My 2048x Cobblestone got removed from Minecraft sub for being too real. Can it get some love here instead?

I'm a shader dev working on a path tracing shader (Continuum RT), and you have no idea what you're talking about.

Raytracing is a family of lighting algorithms that use raycasting (using rays to find objects in the scene) to compute lighting within a scene. Multiple different algorithms exist within that family, and they're all considered raytracers.

Path tracing is a particular kind of raytracing which involves bouncing rays around in a random distribution, to eventually converge on a final unbiased result.

Number of rays doesn't matter, you could send a ray for every type of interaction (diffuse, specular, transmission/refraction), and so long as your ray distribution is random (rays are being cast in random directions), it's considered pure, unbiased path tracing.

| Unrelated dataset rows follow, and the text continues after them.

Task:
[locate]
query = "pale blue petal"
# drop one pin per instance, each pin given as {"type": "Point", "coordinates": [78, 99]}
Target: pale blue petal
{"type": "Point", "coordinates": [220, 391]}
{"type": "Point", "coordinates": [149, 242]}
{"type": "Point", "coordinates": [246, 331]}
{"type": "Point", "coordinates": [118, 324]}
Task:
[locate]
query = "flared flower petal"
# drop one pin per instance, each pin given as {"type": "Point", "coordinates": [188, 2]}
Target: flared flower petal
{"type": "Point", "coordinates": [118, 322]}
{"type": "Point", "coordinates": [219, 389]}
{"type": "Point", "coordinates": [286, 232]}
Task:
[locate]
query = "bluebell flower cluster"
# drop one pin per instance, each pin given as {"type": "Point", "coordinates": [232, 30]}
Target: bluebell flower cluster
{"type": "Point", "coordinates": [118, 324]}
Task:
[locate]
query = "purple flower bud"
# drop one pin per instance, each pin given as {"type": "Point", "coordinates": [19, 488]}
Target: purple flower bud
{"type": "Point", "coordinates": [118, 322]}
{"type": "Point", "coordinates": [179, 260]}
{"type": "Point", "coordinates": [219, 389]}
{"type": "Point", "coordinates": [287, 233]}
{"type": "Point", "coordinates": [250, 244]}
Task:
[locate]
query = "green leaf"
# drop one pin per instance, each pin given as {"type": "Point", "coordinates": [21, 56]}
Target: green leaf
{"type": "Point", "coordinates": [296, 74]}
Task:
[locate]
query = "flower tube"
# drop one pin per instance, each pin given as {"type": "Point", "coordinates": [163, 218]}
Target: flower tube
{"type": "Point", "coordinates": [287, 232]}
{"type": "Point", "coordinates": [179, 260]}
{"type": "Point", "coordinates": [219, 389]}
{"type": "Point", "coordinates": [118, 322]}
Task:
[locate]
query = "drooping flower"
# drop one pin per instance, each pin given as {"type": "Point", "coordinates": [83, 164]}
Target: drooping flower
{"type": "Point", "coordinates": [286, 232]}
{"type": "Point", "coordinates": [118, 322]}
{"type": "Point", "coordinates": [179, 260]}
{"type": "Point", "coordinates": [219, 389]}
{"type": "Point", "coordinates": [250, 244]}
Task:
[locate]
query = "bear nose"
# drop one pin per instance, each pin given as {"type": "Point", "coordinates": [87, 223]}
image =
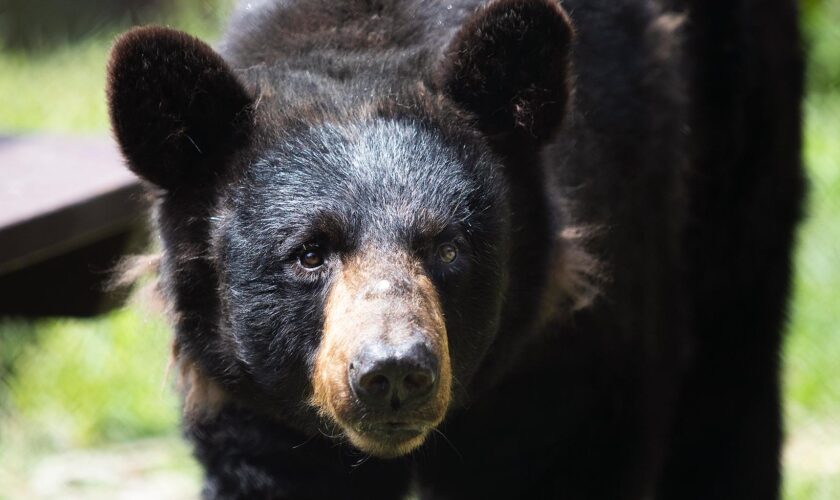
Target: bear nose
{"type": "Point", "coordinates": [396, 378]}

Given an adequate amount of samples (we're talking potentially millions), unbiased path tracing is literally the most accurate type of lighting algorithm in computer graphics. It's so accurate, that it's often used as the ground truth method (will an utterly ridiculous amount of samples to ensure there's no statistical error present) to compare against other lighting algorithms.

It isn't the only type of raytracing, there are others, but among them all, path tracing is considered to be the most accurate, by the entire industry. Go ahead and read it up, I'll wait.